MacKenzie was reputed to be paid £250,000 a year for his weekly Daily Mail column.
His arrival as the Telegraph prepares to start charging subscriptions for online access (while still offering 20 articles per month free). HIs column does not appear in today's print edition.
Last month Telegraph Media Group announced plans to "complete our transition to a digital business" by axing 80 largely print-focused journalists and creating 50 new digital journalism jobs. It is also creating a new director of content position senior to the Daily and Sunday Telegraph editors.

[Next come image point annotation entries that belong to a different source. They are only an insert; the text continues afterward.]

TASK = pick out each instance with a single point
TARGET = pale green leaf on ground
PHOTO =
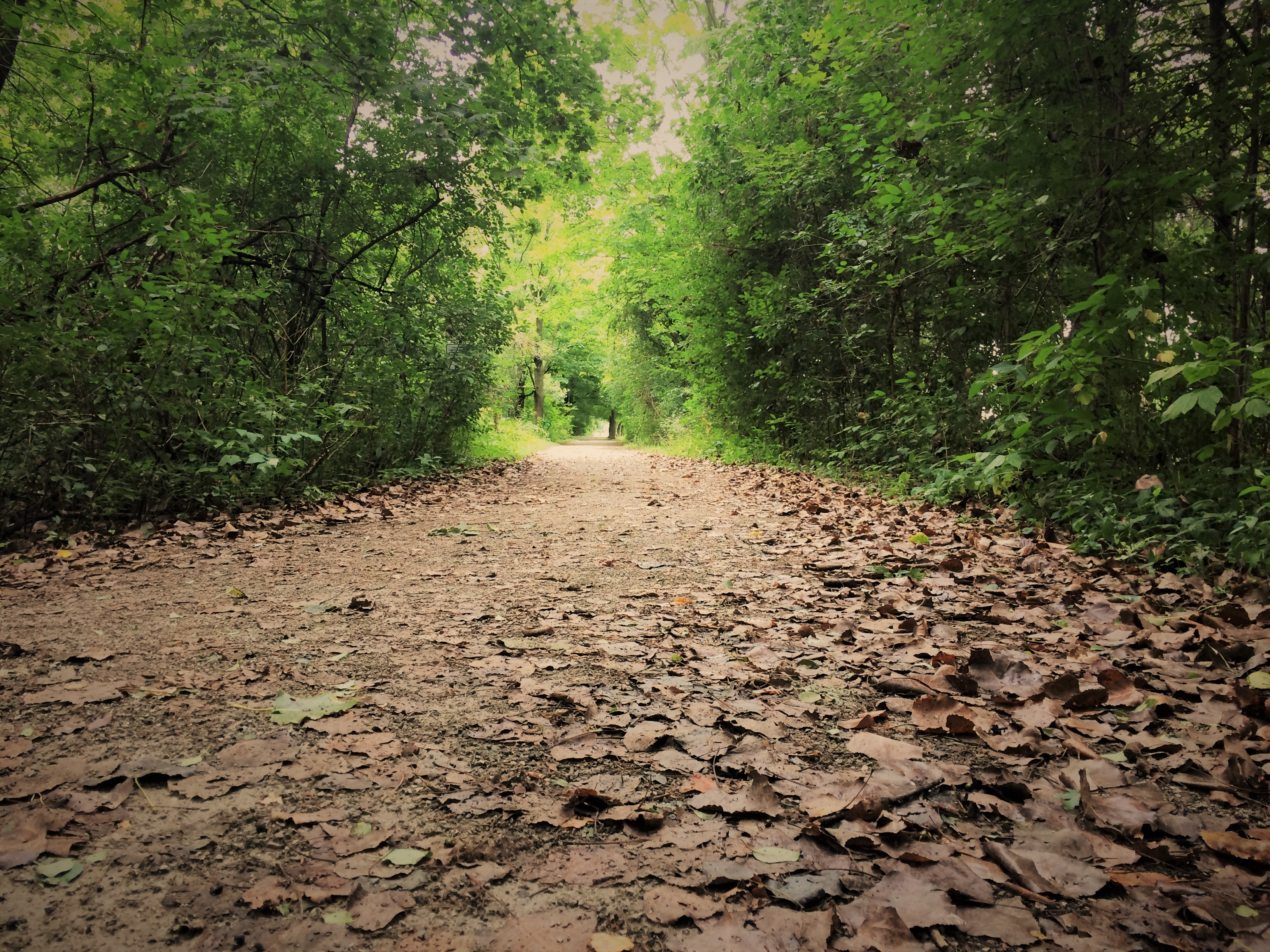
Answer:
(59, 873)
(405, 856)
(776, 855)
(289, 710)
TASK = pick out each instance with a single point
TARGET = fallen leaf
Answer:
(776, 855)
(375, 910)
(59, 873)
(289, 710)
(1236, 846)
(668, 904)
(881, 748)
(405, 856)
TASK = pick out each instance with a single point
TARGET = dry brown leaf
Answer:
(1007, 921)
(375, 910)
(881, 748)
(755, 798)
(881, 931)
(668, 904)
(1236, 846)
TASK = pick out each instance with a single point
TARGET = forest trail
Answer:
(607, 700)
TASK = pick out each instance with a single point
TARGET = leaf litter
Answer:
(812, 720)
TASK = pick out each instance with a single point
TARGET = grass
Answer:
(514, 439)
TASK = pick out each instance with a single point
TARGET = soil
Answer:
(610, 700)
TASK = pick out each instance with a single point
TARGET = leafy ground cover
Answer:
(604, 700)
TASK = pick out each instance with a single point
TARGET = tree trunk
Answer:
(539, 408)
(9, 44)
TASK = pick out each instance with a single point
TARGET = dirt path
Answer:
(607, 700)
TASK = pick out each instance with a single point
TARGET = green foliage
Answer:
(249, 248)
(934, 245)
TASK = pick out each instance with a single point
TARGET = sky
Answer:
(675, 73)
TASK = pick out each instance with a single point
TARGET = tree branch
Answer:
(105, 178)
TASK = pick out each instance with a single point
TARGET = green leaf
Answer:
(1182, 405)
(1208, 399)
(1164, 375)
(776, 855)
(59, 873)
(405, 856)
(289, 710)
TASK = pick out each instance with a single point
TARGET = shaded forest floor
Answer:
(607, 700)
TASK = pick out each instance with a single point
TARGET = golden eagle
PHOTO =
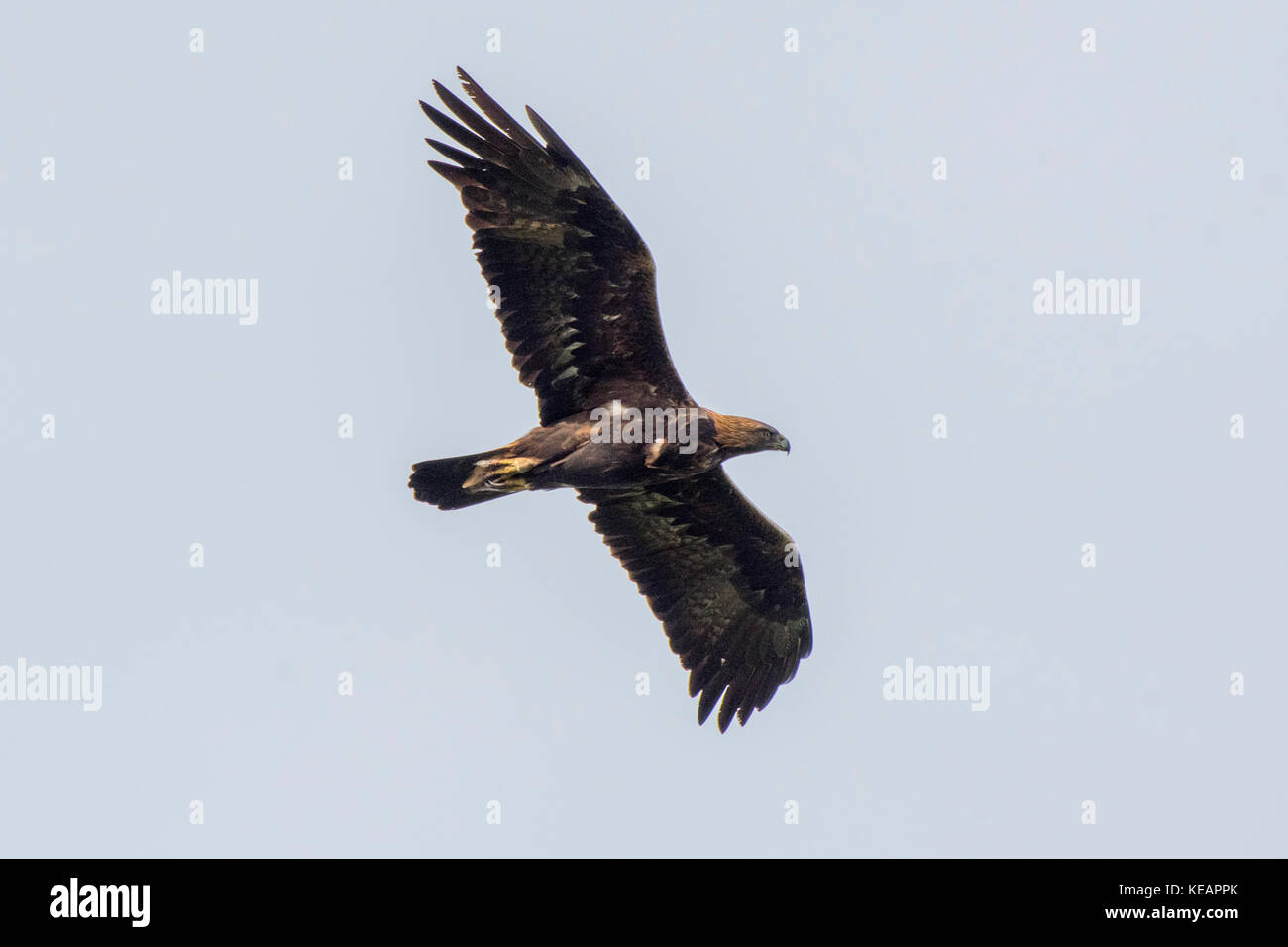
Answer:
(574, 289)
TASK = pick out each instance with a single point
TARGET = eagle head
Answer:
(746, 434)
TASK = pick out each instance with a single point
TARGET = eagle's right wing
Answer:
(725, 582)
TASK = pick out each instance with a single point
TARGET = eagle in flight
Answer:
(574, 287)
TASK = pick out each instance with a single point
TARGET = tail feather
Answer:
(442, 482)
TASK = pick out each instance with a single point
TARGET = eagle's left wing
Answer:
(725, 582)
(578, 296)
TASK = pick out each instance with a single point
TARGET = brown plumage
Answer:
(578, 305)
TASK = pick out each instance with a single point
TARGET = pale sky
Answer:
(1158, 158)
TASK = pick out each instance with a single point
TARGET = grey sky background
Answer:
(516, 684)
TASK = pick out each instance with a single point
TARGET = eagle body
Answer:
(575, 292)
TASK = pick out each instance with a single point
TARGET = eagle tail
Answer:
(452, 483)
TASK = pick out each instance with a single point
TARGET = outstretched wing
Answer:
(578, 298)
(721, 578)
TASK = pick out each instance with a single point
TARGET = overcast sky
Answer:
(914, 174)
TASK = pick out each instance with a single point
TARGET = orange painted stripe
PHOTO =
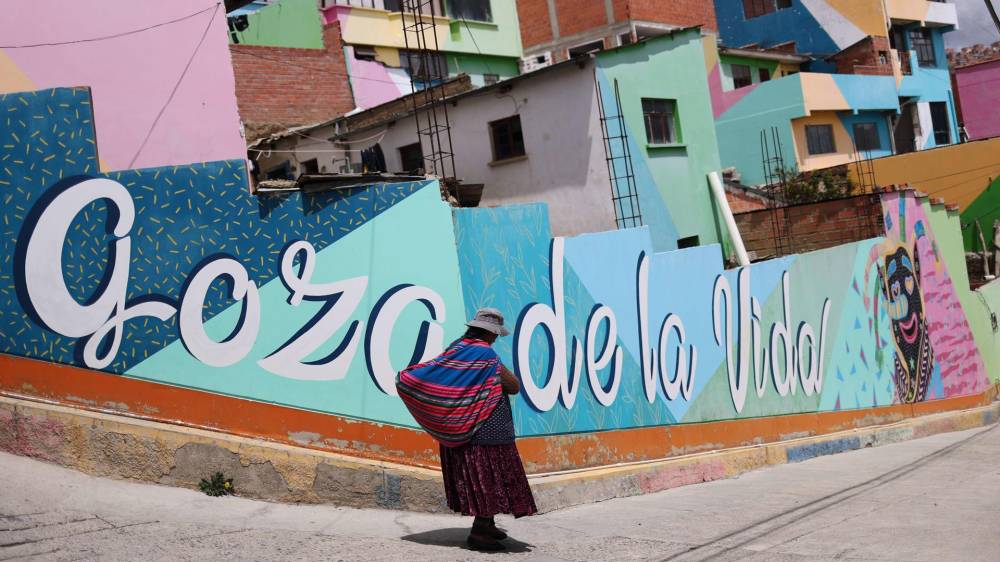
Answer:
(95, 390)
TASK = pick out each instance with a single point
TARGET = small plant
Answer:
(218, 485)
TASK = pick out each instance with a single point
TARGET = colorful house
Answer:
(976, 91)
(594, 138)
(874, 81)
(479, 38)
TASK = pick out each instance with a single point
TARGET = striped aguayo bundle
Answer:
(451, 395)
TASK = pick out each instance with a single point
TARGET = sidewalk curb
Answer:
(122, 447)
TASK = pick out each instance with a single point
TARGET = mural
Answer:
(314, 301)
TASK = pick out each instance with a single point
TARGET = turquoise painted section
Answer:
(792, 24)
(654, 211)
(477, 66)
(678, 172)
(288, 23)
(374, 250)
(931, 83)
(847, 327)
(771, 104)
(867, 93)
(881, 124)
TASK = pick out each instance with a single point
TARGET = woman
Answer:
(460, 398)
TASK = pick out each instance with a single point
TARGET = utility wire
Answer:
(177, 85)
(113, 36)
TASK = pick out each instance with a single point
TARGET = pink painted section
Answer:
(676, 476)
(954, 347)
(131, 77)
(977, 87)
(722, 101)
(373, 84)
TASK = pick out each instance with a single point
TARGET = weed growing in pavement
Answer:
(218, 485)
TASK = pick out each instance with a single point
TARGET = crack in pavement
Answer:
(21, 543)
(768, 525)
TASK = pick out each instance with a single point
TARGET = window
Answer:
(475, 10)
(507, 139)
(309, 167)
(411, 157)
(755, 8)
(940, 122)
(591, 47)
(819, 139)
(364, 53)
(922, 42)
(424, 67)
(687, 242)
(866, 137)
(660, 116)
(741, 75)
(282, 171)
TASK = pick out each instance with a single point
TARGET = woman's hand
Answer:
(508, 381)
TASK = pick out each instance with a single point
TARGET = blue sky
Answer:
(975, 24)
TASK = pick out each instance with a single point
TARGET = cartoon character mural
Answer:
(899, 282)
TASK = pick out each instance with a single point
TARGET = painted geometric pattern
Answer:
(184, 215)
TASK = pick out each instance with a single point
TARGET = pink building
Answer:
(976, 86)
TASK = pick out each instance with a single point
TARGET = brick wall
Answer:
(676, 12)
(809, 227)
(278, 87)
(862, 58)
(578, 17)
(533, 16)
(741, 201)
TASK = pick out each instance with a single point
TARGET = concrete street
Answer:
(936, 498)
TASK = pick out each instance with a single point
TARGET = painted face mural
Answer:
(900, 284)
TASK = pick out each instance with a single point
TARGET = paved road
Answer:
(931, 499)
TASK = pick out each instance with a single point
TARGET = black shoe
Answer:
(484, 543)
(490, 531)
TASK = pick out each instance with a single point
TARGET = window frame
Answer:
(667, 120)
(452, 13)
(749, 75)
(946, 123)
(403, 156)
(860, 137)
(922, 41)
(818, 142)
(511, 136)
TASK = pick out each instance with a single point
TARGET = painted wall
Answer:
(366, 26)
(681, 205)
(565, 163)
(929, 84)
(288, 23)
(818, 27)
(958, 173)
(197, 259)
(469, 47)
(984, 209)
(143, 120)
(977, 92)
(202, 290)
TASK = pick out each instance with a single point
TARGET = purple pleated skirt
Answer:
(484, 480)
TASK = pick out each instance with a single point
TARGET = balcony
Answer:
(929, 13)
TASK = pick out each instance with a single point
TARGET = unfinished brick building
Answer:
(554, 30)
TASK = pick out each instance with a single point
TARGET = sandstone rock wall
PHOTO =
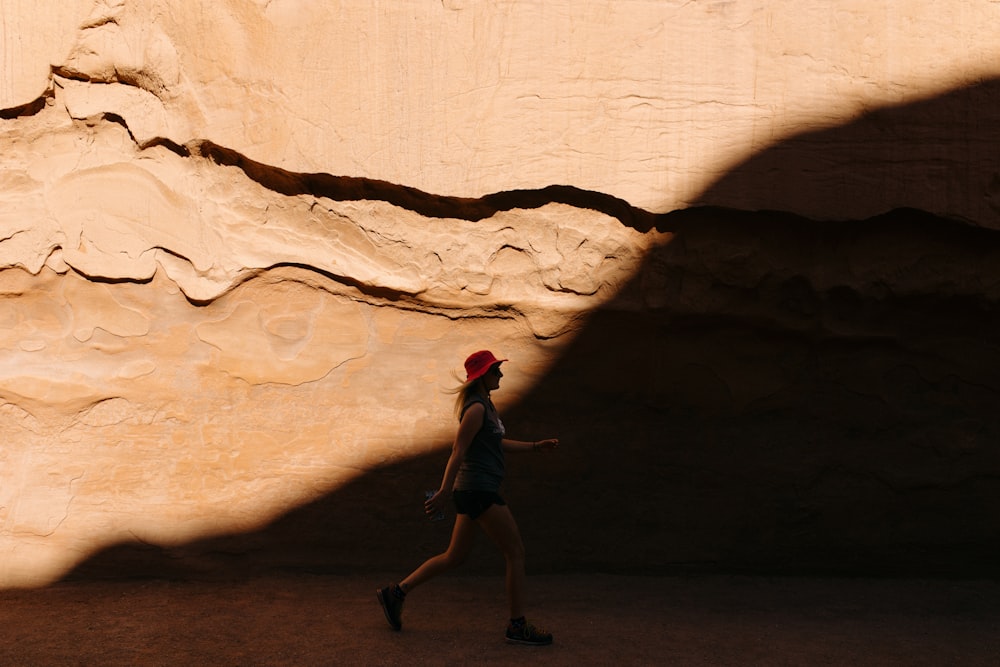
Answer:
(245, 247)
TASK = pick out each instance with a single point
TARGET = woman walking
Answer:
(472, 478)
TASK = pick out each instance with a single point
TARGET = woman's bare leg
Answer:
(463, 536)
(499, 524)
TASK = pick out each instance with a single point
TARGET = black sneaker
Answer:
(391, 599)
(526, 633)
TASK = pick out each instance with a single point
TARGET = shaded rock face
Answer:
(220, 357)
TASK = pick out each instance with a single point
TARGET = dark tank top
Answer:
(482, 468)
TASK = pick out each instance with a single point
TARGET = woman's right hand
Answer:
(436, 503)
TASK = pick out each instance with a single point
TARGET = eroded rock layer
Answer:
(742, 259)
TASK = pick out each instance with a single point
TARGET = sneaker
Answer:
(526, 633)
(391, 599)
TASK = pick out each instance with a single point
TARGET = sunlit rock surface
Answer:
(246, 245)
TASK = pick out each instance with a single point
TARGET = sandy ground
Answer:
(597, 620)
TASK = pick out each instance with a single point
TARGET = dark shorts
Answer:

MacKenzie abruptly left the Daily Mail after just under a year as a columnist in July 2012, telling readers: "Due to my increasing commercial workload, I have decided to give up the column after today to concentrate on my businesses. Thank you for your time over the past year."
MacKenzie caused some embarassment for Daily Mail editor Paul Dacre at the beginning of the Leveson Inquiry in October 2011, when he addressed a Leveson seminar and said: "God help me that free speech comes down to the thought process of a judge who couldn't win when prosecuting counsel against Ken Dodd for tax evasion and more recently robbing the Christmas Island veterans of a substantial pay-off for being told to simply turn away from nuclear test blasts in the Fifties."
MacKenzie was tempted back to The Sun (the paper he edited from 1981 to 1994) as a columnist by then editor Rebekah Wade in 2005, leaving to join the Daily Mail in 2011.
MacKenzie's first weekly column takes aim at teachers ("more in common with the dockers of the Sixties or the miners of the Eighties than professionals") and Masterchef's Greg Wallace ("he reminds me why I shouldn't go on WeightWatchers") – among other targets.